There are many people who are currently caregivers for their parents. The National Alliance for Caregiving reports “over 65.7 million Americans currently provide care for a family member or loved. Thirty Six percent of them are caring for an elderly parent.”
It is a challenging transition when the person who took care of you is now the person that needs help from you. I was thinking about this ultimate role reversal because Mother’s Day will be here soon. I lost my mother 32 years ago. She died after battling cancer for several years. My father was her primary caretaker and I helped. She was very clear that she wanted to remain at home. She also was reluctant to have outside help in spite of her increased need for ongoing care with all of her mobility and self care needs. The most difficult part was the cancer had metastasized to her brain causing a real change in her personality and actions. She became increasingly verbally abusive and agitated. My dad found that part of her illness the hardest to cope with. He could not separate her disease which caused these actions from the person she was. He mistakenly assumed she could control these actions.
I am older and wiser now. My work as a patient advocate and medical social worker has offered me many lessons that I wish I would have known at that time. Here are some important tips that I hope you find useful in your role as a caregiver for your parent:
- Remember in the midst of caregiving you are grieving the person you once knew. Just as my father saw, we have to remember that our new role as caregiver means the person we knew is changing and gone. They may be declining physically, medically, mentally, and emotionally. You have to grieve that loss as you take on this new role. You may need support and the passage of time to get through this grief process so you can be a more effective caregiver.
- You Bring Your Previous Role into Your New Role as Caregiver-Unfortunately our families have a way of labeling us that stays with us through adulthood. Who was the problem child, the sensitive one, the peacemaker in your family? Are there unresolved issues from growing up that may inhabit your role as caregiver? How will this complicate your role as a caregiver? Will your previous relationship help or hurt your caregiver efforts? If the answer is the latter you may want to consider getting somebody else to be the primary caregiver. These previous relationship problems will certainly arise with ongoing contact and it may be in ways that neither you or the person you are caring for would choose. It could result in more confrontations and less collaboration in your caregiver relationship. You can still help in other ways, perhaps financially, advocacy, or with medical bills/insurance, or by coordinating additional help.
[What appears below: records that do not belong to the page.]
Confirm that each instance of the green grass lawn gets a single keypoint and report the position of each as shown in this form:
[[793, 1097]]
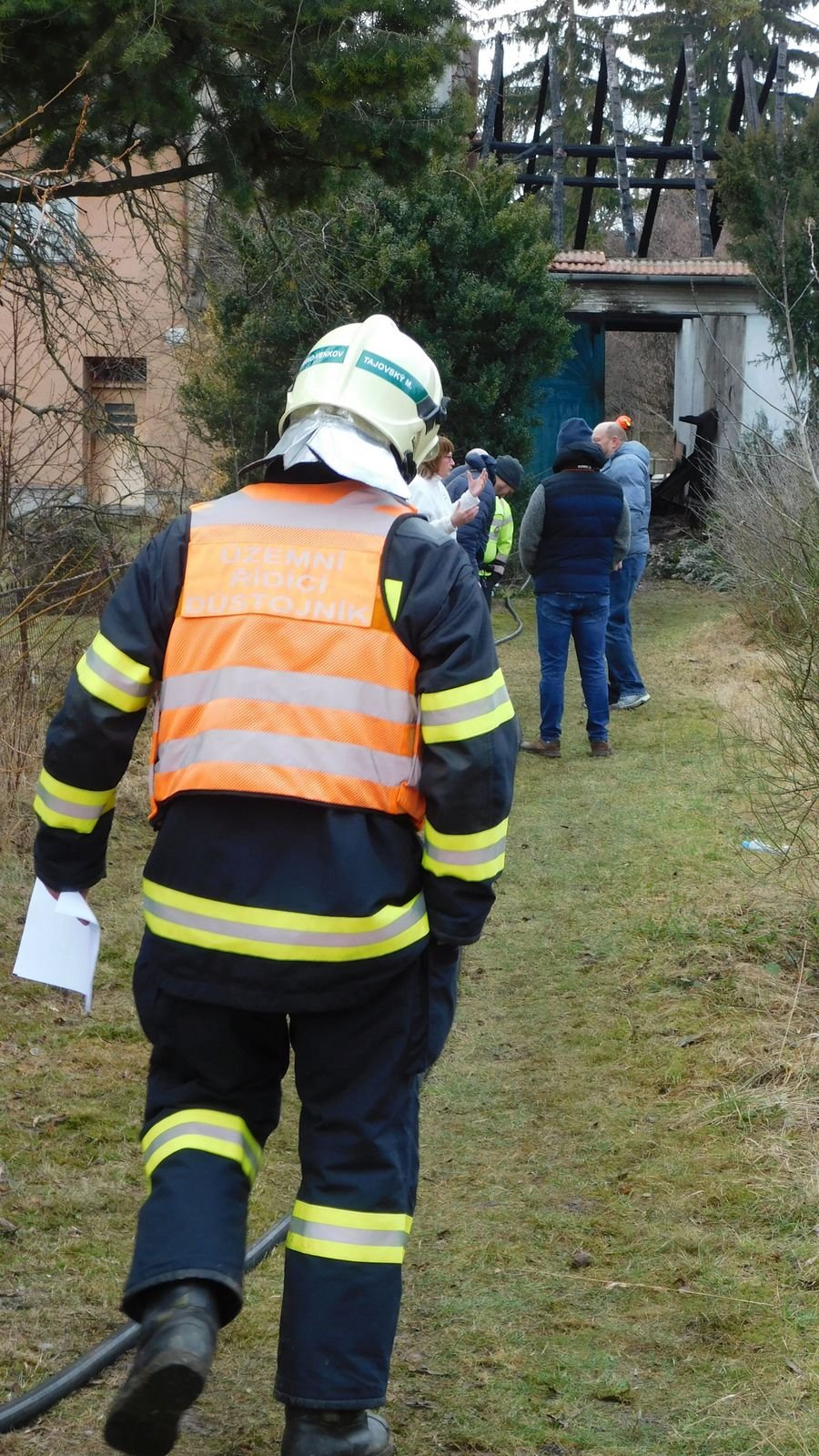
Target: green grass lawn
[[617, 1245]]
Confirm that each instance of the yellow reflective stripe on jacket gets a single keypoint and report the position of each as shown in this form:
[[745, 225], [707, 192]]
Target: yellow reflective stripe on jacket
[[464, 713], [205, 1132], [343, 1234], [467, 856], [281, 935], [62, 805], [114, 677]]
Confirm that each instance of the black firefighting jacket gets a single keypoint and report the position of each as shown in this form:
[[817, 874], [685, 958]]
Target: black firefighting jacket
[[229, 859]]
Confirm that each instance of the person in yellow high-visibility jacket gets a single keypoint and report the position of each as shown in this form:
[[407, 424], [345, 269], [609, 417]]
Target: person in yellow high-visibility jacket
[[331, 771], [509, 477]]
- Try to Preserve Dignity-It can be emotionally hard to be the person that is feeding, dressing, bathing, or helping your parents in the bathroom. You want to respect their privacy as much as you possibly can. Remember the role reversal is difficult for them as well. Their loss of independence is a reminder of their loss of function for all concerned. If is it possible to get someone who is not a family member to help with bathing (for example) you might want to consider that.
- Remember to Reminisce- One special component of caring for a parent is you share a past relationship and memories. You may remember their favorite book or song even if they don’t. Telling old family stories, sharing family pictures, or favorite movies may help rekindle their memory. The beauty of this is it may also create meaningful moments for you as a caregiver too. Try to include things you know your parents enjoyed in your current role as a caregiver. For example, if your mom loved flowers take a walk in a garden, bring flowers to the house or look at pretty pictures of flowers in a magazine or on T.V.I know for many people Mother’s Day and Father’s Day can be a difficult time if your parent have died or are struggling with an illness. Our expectations of ourselves can be greater in regard to helping our parents because they are who they are. This is true if you have a great relationship or you are caring for them out of a sense of obligation. Be sure to remember to take care of yourself each step along the way. If your parent has died try to cherish the good memories and moments that you shared with them.